8th of 7, Aug 07 2011
  

       @ jutta: that wasn't so bad. It has all the flavor of a ISO 9001 document of procedure, except that at the end there is a diagram that basically makes the text entirely redundant.
WcW, Aug 08 2011
  

       I get the feeling that there is a subjective element as any book you need to read for academic study instantly becomes soporific.   

       In a desperate last ditch attempt to read some economics book before the deadline...I emptied my room of all other reading material,except for a copy of "The Geomorphology of Gravel", which I booked out specialy to ensure there would be nothing else more tempting to read.   

       A book on how gravel gets its shape should in itself be soporific, but turned out to be the more interesting of the two books, and the economics book sadly remained unread...
not_morrison_rm, Aug 08 2011
  

       I'm pulling for 'A Million Random Digits with 100,000 Normal Deviates .' But if I look long enough, I might discover some pattern...
RayfordSteele, Aug 08 2011
  

       //if I look long enough, I might discover some pattern...// or some pattern might discover you.
FlyingToaster, Aug 08 2011
  

       A beautiful mind is a terrible thing to waste.
mouseposture, Aug 09 2011
  

       For about a decade I've had a compilation of essays called 'The Aesthetics of Fascism'. I don't commonly use it as a sleeping aid, but I should, because I have never made it through a single essay.
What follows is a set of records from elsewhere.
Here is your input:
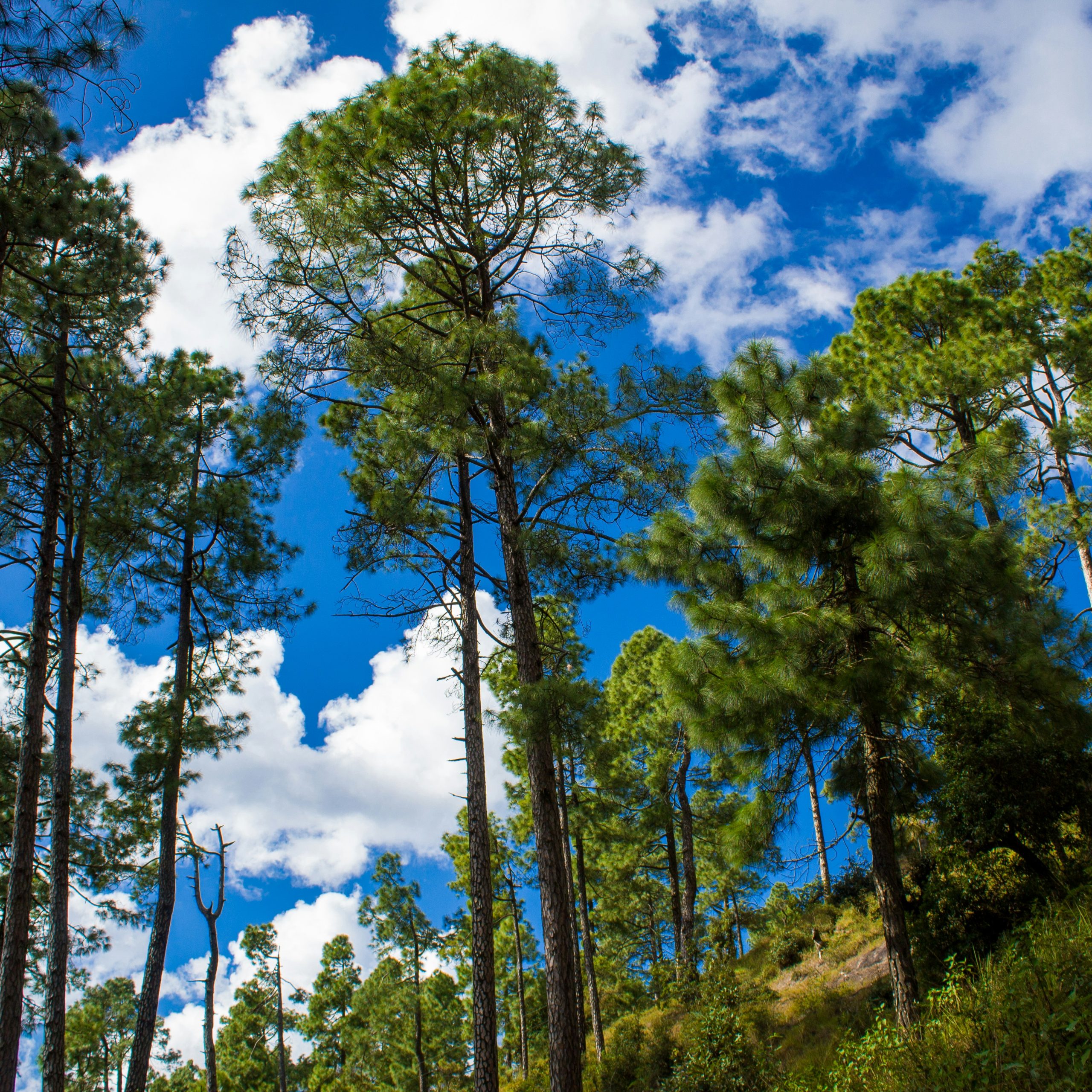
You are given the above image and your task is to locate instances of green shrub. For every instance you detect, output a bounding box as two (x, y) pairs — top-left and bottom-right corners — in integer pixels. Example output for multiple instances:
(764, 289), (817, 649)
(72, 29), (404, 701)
(669, 967), (774, 1092)
(584, 1012), (674, 1092)
(769, 932), (811, 971)
(782, 905), (1092, 1092)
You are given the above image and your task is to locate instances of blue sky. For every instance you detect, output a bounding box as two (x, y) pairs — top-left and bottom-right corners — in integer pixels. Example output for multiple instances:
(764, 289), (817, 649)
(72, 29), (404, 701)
(9, 0), (1092, 1075)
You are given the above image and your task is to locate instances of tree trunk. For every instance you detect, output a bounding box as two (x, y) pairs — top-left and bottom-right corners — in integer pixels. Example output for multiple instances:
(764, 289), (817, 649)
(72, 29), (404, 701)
(410, 927), (428, 1092)
(276, 949), (288, 1092)
(125, 436), (202, 1092)
(664, 788), (682, 979)
(675, 747), (698, 977)
(41, 504), (86, 1092)
(732, 891), (743, 959)
(204, 917), (220, 1092)
(505, 869), (529, 1078)
(575, 828), (606, 1061)
(948, 395), (1002, 527)
(458, 456), (500, 1092)
(557, 753), (587, 1049)
(860, 710), (917, 1028)
(1054, 448), (1092, 604)
(183, 819), (226, 1092)
(0, 336), (69, 1092)
(800, 738), (830, 902)
(490, 426), (582, 1092)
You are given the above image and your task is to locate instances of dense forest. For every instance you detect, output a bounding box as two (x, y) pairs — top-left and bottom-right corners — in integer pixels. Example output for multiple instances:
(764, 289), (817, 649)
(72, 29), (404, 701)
(0, 6), (1092, 1092)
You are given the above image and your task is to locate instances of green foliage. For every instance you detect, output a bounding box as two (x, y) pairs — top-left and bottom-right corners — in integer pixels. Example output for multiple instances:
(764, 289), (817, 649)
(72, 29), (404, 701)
(668, 967), (774, 1092)
(781, 903), (1092, 1092)
(584, 1010), (675, 1092)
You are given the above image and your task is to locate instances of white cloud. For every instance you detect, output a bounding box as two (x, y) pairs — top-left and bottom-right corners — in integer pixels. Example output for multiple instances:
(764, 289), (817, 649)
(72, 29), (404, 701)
(74, 597), (505, 888)
(162, 889), (376, 1063)
(88, 15), (382, 367)
(634, 193), (788, 365)
(733, 0), (1092, 218)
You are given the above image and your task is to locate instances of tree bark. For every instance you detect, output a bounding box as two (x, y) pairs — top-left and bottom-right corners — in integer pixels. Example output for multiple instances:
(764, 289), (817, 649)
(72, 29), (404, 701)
(0, 335), (69, 1092)
(410, 926), (428, 1092)
(505, 869), (529, 1077)
(458, 456), (500, 1092)
(41, 500), (86, 1092)
(575, 828), (606, 1061)
(664, 788), (682, 979)
(183, 819), (228, 1092)
(276, 949), (288, 1092)
(860, 710), (917, 1028)
(800, 737), (830, 902)
(732, 891), (743, 959)
(557, 752), (587, 1049)
(1054, 448), (1092, 604)
(675, 747), (698, 977)
(490, 424), (582, 1092)
(125, 436), (202, 1092)
(948, 396), (1002, 527)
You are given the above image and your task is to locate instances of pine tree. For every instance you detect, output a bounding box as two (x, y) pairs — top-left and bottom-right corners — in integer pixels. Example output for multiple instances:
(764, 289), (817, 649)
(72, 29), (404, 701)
(227, 39), (702, 1092)
(110, 351), (300, 1092)
(636, 343), (1072, 1025)
(0, 90), (163, 1088)
(360, 853), (439, 1092)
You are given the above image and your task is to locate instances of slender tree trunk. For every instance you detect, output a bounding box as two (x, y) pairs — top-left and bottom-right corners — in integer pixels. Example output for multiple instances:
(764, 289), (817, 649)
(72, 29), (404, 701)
(458, 456), (500, 1092)
(0, 336), (69, 1092)
(664, 788), (682, 979)
(575, 828), (606, 1061)
(505, 869), (529, 1077)
(41, 500), (86, 1092)
(490, 424), (582, 1092)
(732, 891), (743, 959)
(276, 949), (288, 1092)
(203, 900), (220, 1092)
(675, 747), (698, 977)
(557, 753), (587, 1047)
(1054, 448), (1092, 603)
(860, 710), (917, 1028)
(183, 819), (227, 1092)
(125, 436), (202, 1092)
(412, 927), (428, 1092)
(800, 738), (830, 902)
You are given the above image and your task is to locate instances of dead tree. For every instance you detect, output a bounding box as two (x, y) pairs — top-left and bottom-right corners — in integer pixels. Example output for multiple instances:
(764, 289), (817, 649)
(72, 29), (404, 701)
(183, 817), (234, 1092)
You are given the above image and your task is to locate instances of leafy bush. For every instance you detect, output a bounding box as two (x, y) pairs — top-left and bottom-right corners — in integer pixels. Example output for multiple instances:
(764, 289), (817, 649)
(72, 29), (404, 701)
(584, 1012), (674, 1092)
(668, 967), (774, 1092)
(769, 932), (811, 971)
(781, 905), (1092, 1092)
(830, 855), (876, 914)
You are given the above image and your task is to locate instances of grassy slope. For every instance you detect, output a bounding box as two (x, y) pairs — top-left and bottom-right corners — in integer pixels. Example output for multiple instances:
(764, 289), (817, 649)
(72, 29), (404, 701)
(572, 897), (1092, 1092)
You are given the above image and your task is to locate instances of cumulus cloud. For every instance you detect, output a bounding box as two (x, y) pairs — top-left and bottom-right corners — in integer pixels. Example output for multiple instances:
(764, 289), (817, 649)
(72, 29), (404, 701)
(74, 598), (505, 888)
(162, 889), (375, 1063)
(634, 193), (788, 366)
(87, 16), (382, 368)
(752, 0), (1092, 217)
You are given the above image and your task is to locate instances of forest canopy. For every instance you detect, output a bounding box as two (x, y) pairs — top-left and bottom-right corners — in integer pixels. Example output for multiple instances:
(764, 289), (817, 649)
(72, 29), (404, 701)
(0, 19), (1092, 1092)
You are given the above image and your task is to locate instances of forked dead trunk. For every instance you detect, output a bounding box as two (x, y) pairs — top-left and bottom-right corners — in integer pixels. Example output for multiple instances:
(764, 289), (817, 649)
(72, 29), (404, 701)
(458, 456), (500, 1092)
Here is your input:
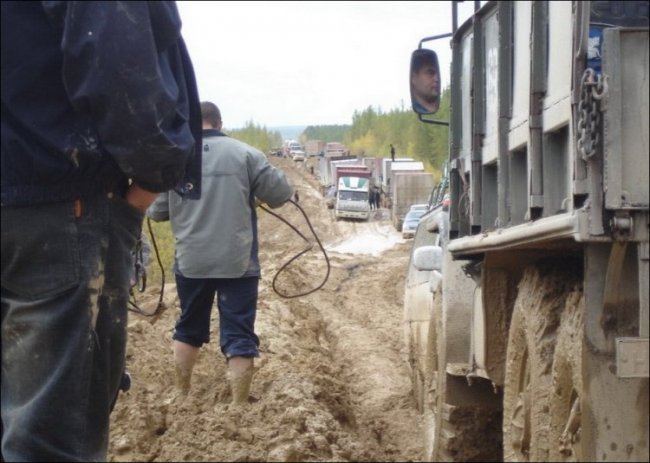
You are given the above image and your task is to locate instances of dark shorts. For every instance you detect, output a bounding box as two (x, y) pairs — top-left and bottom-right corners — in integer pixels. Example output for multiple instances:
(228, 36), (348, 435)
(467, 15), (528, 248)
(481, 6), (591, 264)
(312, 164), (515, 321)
(173, 273), (260, 358)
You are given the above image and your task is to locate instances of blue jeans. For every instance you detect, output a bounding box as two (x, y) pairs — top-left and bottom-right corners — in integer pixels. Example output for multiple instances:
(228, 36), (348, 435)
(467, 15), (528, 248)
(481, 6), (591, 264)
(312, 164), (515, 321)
(1, 194), (144, 461)
(173, 273), (260, 358)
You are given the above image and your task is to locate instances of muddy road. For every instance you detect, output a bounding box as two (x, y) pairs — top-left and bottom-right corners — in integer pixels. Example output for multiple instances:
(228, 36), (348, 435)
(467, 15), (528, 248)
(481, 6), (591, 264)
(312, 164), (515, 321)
(109, 158), (422, 461)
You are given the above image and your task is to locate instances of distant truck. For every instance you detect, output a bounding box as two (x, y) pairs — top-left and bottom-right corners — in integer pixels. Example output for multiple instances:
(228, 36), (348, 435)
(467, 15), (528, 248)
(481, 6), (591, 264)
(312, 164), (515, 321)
(390, 171), (433, 231)
(319, 156), (359, 189)
(334, 165), (370, 220)
(325, 141), (349, 156)
(305, 140), (325, 157)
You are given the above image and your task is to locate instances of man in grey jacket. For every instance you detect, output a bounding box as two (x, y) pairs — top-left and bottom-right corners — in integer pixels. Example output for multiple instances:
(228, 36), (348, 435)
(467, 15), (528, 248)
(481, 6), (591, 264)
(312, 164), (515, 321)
(147, 102), (294, 403)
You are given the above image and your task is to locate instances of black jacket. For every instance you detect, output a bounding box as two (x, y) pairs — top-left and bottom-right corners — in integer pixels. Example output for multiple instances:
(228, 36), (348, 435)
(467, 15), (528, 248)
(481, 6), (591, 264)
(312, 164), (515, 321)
(0, 1), (201, 206)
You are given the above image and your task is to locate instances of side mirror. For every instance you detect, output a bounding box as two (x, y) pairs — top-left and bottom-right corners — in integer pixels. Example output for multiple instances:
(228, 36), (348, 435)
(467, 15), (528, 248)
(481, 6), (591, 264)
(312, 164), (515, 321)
(409, 48), (440, 114)
(413, 246), (442, 272)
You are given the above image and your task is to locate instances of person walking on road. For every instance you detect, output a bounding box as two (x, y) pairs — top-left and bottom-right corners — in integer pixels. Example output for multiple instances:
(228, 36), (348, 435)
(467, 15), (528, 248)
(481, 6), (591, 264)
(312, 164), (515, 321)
(0, 1), (201, 461)
(147, 102), (294, 404)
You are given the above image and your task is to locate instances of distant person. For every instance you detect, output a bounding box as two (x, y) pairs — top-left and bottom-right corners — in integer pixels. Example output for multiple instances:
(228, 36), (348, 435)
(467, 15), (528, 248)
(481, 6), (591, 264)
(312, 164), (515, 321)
(0, 1), (201, 461)
(147, 101), (293, 404)
(411, 49), (440, 114)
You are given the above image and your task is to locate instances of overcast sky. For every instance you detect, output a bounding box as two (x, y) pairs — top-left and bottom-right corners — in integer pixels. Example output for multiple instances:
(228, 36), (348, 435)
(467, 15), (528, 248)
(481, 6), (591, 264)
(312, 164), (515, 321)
(178, 1), (473, 129)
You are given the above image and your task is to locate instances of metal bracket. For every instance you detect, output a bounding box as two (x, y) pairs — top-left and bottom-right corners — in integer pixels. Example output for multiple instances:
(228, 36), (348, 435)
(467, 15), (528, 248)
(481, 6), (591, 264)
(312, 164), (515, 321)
(616, 338), (650, 378)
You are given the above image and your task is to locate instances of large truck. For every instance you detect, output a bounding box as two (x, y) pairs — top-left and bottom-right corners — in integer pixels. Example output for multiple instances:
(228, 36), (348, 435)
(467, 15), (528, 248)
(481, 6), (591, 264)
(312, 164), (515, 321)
(390, 172), (433, 231)
(334, 165), (370, 220)
(404, 1), (650, 461)
(305, 140), (325, 157)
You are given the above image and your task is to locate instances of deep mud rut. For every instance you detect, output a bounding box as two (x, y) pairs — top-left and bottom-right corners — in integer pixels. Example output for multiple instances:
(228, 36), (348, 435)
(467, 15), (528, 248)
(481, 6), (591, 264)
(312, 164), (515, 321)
(109, 158), (422, 461)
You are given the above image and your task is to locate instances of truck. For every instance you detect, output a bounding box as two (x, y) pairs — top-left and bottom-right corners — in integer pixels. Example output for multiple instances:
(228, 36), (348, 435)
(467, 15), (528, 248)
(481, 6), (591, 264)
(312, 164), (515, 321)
(404, 1), (650, 461)
(318, 156), (359, 190)
(305, 140), (325, 157)
(390, 172), (433, 231)
(334, 165), (370, 220)
(325, 141), (350, 157)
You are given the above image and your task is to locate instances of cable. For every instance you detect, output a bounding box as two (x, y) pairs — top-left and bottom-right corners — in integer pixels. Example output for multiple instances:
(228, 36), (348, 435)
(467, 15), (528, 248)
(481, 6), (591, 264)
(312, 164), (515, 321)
(260, 199), (330, 299)
(127, 217), (167, 317)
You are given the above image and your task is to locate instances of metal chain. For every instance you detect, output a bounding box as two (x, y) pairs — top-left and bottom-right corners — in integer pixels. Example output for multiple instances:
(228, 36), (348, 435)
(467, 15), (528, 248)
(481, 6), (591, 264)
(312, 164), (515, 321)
(578, 68), (608, 161)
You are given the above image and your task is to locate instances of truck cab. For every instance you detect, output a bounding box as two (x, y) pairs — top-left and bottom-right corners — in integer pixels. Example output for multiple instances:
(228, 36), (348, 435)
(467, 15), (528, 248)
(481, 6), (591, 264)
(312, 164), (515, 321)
(404, 1), (650, 461)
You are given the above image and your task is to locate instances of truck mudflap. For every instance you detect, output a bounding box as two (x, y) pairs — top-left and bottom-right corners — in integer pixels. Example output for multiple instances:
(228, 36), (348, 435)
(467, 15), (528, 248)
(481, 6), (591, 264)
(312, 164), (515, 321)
(448, 211), (586, 258)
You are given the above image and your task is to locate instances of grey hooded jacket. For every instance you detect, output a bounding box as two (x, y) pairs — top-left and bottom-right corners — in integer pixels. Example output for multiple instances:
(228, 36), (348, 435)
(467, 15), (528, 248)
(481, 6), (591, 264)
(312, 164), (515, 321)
(147, 130), (293, 278)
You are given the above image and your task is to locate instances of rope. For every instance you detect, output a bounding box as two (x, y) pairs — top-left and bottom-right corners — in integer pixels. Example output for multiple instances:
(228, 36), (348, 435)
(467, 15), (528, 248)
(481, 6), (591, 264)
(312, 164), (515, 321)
(128, 217), (167, 317)
(260, 199), (330, 299)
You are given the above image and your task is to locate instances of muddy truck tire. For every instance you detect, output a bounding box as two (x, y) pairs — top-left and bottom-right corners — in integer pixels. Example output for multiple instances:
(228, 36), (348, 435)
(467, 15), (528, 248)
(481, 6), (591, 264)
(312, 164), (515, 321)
(423, 291), (502, 461)
(503, 261), (581, 461)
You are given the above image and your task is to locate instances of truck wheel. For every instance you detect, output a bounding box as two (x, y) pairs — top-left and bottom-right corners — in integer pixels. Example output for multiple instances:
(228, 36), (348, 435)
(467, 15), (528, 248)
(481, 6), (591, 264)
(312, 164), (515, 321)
(503, 310), (533, 461)
(422, 308), (440, 461)
(549, 290), (584, 461)
(503, 262), (571, 461)
(423, 292), (502, 461)
(408, 334), (425, 412)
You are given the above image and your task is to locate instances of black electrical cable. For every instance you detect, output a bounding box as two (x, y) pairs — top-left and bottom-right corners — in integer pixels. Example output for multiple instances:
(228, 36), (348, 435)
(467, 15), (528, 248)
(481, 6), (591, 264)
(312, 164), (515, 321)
(260, 199), (330, 299)
(128, 217), (166, 317)
(128, 199), (330, 317)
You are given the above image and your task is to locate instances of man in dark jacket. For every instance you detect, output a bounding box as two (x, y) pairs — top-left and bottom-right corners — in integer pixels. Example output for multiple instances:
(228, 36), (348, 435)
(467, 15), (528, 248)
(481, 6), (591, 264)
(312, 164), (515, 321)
(1, 1), (201, 461)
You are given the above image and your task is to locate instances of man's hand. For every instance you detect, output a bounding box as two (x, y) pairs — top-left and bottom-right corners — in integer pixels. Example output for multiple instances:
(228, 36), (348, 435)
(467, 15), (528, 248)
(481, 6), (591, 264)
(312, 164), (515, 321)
(124, 183), (158, 212)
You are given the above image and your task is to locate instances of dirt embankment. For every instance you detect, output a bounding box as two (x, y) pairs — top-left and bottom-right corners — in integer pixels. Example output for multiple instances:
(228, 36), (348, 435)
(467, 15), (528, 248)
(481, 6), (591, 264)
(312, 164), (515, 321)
(109, 158), (421, 461)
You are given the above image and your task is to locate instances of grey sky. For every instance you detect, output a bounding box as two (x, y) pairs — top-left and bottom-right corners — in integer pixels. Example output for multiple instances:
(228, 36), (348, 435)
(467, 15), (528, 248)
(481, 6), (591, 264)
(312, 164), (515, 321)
(178, 1), (473, 129)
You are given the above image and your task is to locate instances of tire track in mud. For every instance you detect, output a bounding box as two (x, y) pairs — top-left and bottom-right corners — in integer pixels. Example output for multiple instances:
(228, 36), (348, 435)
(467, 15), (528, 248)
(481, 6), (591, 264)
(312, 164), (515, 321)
(109, 157), (421, 461)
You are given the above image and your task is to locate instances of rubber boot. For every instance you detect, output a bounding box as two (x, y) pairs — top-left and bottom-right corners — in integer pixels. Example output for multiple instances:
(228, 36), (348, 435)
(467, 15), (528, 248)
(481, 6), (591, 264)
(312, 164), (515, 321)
(228, 357), (253, 404)
(174, 341), (199, 397)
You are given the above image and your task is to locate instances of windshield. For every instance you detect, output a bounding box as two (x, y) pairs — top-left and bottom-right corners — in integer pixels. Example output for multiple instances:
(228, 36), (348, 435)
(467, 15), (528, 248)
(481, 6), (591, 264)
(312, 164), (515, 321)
(339, 191), (368, 201)
(404, 211), (425, 220)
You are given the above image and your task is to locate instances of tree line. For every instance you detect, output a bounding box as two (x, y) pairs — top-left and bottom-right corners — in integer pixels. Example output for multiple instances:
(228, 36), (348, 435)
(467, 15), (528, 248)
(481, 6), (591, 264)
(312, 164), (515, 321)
(226, 89), (450, 181)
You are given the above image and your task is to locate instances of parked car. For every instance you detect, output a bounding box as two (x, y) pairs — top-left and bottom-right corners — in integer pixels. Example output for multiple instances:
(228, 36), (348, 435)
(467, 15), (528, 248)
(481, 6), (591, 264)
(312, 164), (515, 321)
(289, 150), (305, 161)
(325, 185), (336, 209)
(402, 209), (426, 238)
(409, 203), (429, 212)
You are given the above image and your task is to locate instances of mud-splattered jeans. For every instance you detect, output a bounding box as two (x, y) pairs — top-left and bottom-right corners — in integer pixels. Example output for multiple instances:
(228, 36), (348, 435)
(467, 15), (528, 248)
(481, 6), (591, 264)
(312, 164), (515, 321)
(1, 194), (144, 461)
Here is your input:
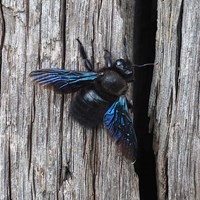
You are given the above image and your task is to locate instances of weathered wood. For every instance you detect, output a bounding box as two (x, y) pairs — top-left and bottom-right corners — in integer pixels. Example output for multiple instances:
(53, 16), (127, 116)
(0, 0), (139, 200)
(149, 0), (200, 200)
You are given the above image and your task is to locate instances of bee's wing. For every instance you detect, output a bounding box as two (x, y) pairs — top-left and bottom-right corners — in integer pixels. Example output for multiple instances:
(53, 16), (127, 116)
(104, 96), (137, 161)
(30, 68), (98, 93)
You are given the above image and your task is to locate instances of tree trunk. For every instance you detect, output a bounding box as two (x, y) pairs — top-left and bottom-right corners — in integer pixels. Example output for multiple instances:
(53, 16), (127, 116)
(149, 0), (200, 200)
(0, 0), (139, 200)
I highly reccomend it to any other intellectual insomniacs like myself (and, I'm just guessing, about %80 of all Halfbakers).
Alterother, Aug 09 2011
  

       //intellectual insomniacs// [marked-for-slightly-pompous- tagline]
FlyingToaster, Aug 09 2011
  

       "a restless mind" vs. "an intellectual person with insomnia".
FlyingToaster, Aug 09 2011
  

       I was attemping to describe the latter, but I am so deeply lost in Mary-Jane's Garden right now that I probably shouldn't attempt to stand up, much less put together a coherent statement.   

       <later> as a perfect example, I just accidentally deleted my last anno by, very diliberately and with great care, clicking 'delete' when I meant to click 'edit'.
Alterother, Aug 09 2011
  

       I think Tractatus Logico-Philosophicus wins hands down. Which suggests that a major factor in the somnilogency of texts is the extent to which they state the bleedin' obvious as verbosely as possible.